У реки всегда было тенисто, словно дым соседних фабрик на веки вечные скрыл из
виду солнце. И еще над рекой стояли дурные запахи, совершенно особые;
когда-нибудь они помогут мне найти то место, потому что их я ни с чем не
спутаю. За мостом были мощенные булыжником улицы с рельсами, потом начинался
подъем, сперва пологий и ближе к д'Осей невероятно крутой.
Мне в
жизни не попадалось второй такой узкой и крутой улицы, как д'Осей. Это был только
что не обрыв, где не ездил никакой транспорт, там и сям гладкая дорога
сменялась ступеньками, отдельные участки переходили в лестницу, а верхний конец
замыкала мощная стена, увитая плющом. Уличный настил был неоднородный: где-то
каменные плиты, где-то булыжники, где-то голая земля, с пробивавшейся тут и там
серовато-зеленой растительностью. Дома, высокие, с островерхими крышами,
невероятно старые, кренились в разные стороны. Бывало, противолежащие дома,
наклоненные навстречу друг другу, образовывали что-то вроде арки, и в этом
месте всегда стоял полумрак. Встречались также перекинутые через улицу мостики.
Обитатели
здешних мест производили на меня странное впечатление. Вначале я объяснял это
их молчаливостью, но позднее решил, что они просто очень старые. Не знаю, как
мне пришло в голову там поселиться, но я в то время был немного не в себе.

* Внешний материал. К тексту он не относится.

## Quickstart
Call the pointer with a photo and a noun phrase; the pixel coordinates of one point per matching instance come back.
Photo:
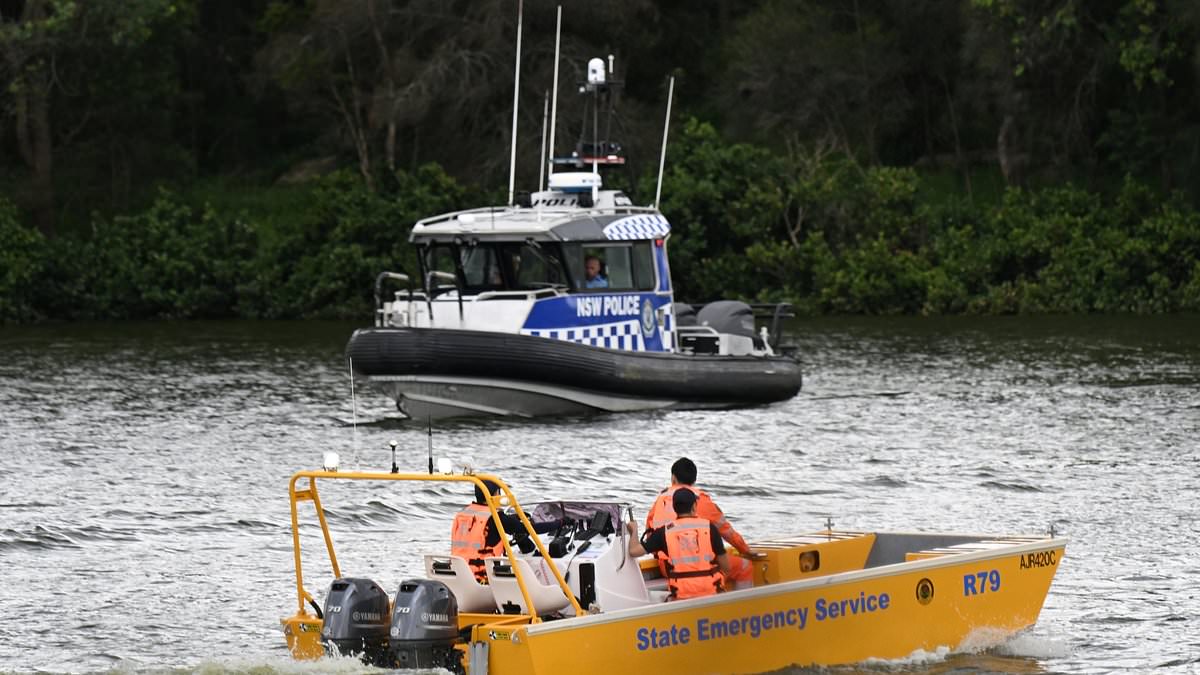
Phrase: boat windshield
(625, 266)
(604, 518)
(499, 266)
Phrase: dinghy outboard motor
(355, 620)
(727, 316)
(425, 627)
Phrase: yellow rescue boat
(573, 601)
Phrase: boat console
(587, 543)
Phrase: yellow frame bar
(310, 494)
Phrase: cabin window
(441, 257)
(531, 266)
(622, 267)
(481, 268)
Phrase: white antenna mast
(545, 111)
(663, 157)
(354, 413)
(516, 90)
(553, 107)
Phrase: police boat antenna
(553, 106)
(545, 113)
(516, 90)
(429, 420)
(354, 413)
(666, 127)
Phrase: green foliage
(720, 198)
(325, 263)
(171, 261)
(22, 261)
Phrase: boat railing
(300, 491)
(431, 290)
(381, 318)
(777, 312)
(491, 211)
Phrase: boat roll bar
(299, 493)
(777, 312)
(397, 276)
(429, 288)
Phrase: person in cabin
(474, 537)
(593, 267)
(695, 554)
(683, 478)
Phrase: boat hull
(443, 372)
(973, 601)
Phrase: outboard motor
(425, 627)
(357, 620)
(685, 314)
(727, 316)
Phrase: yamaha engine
(425, 627)
(355, 621)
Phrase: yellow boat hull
(823, 598)
(886, 613)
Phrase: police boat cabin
(561, 583)
(574, 257)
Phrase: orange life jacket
(468, 538)
(693, 571)
(663, 512)
(663, 509)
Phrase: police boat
(573, 599)
(559, 303)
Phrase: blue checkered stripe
(646, 226)
(669, 329)
(621, 335)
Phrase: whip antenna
(663, 157)
(354, 413)
(516, 89)
(430, 422)
(553, 106)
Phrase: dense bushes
(826, 234)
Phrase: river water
(144, 515)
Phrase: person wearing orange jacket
(683, 477)
(474, 537)
(695, 555)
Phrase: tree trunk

Из-за безденежья мне часто приходилось переселяться, и я навидался разных
бедных кварталов, пока наконец не набрел на ветхий дом на улице д'Осей, в
котором распоряжался паралитик по фамилии Бландо. Считая от вершины холма, дом
стоял третьим и далеко превосходил всех своих соседей по высоте.
Моя
комната находилась на пятом этаже, где больше никто не жил: дом был почти пуст.
Поздно вечером, когда я вселялся, из окна островерхого чердака лилась странная
музыка, и на следующий день я спросил Бландо, кто играл. Он ответил, что это
старик-немец, немой и чудаковатый; имя его, судя по подписи, Эрих Цанн,
вечерами он играет на виоле в оркестре при одном захудалом театре. Бландо
добавил, что Цанн имеет привычку браться за инструмент по ночам, когда вернется
из театра; потому он и приискал себе просторную и изолированную чердачную
комнату с единственным окошком, через которое, в отличие от всех прочих, открывается
вид на склон холма по ту сторону стены в конце улицы.
Потом я
слышал Цанна каждую ночь, он мешал мне спать, и все же я был зачарован его
странной, потусторонней музыкой. Я мало знаком с музыкальным искусством, однако
был убежден, что ни одно из созвучий Цанна не похоже ни на что слышанное мною прежде;
отсюда я сделал вывод, что мой сосед одарен в высшей степени оригинальным
талантом композитора. Чем дольше я слушал, тем сильнее пленяли меня эти звуки,
и через неделю я решился свести знакомство со стариком.
Однажды
вечером, когда Цанн возвращался с работы, я подстерег его в коридоре и сказал,
что хотел бы с ним познакомиться и послушать вблизи его игру. Он был невысок
ростом, щупл, сутул, с голубыми глазками и забавным личиком сатира, лысиной во
всю голову, одет в какие-то обноски. Когда я заговорил, Цанн ответил злым и
одновременно испуганным взглядом, но, видя мое дружелюбие, в конце концов
смягчился и недовольным жестом пригласил меня следовать за ним по темной и
шаткой чердачной лестнице. Его комната, одна из двух под крутой крышей,
располагалась с запада и смотрела на высокую стену, в которую упирался верхний
конец улицы. Очень просторное помещение казалось еще больше из-за необычайной
скудости обстановки и запущенности. Из мебели имелись только узкая железная
кровать, неопрятный умывальник, столик, большой книжный шкаф, железный нотный
пюпитр и три старомодных стула. На полу громоздились в беспорядке ноты. Обшитые
голыми досками стены, видно, никогда не штукатурили. Судя по залежам пыли и
вездесущей паутине, можно было вообще усомниться, что тут кто-то живет.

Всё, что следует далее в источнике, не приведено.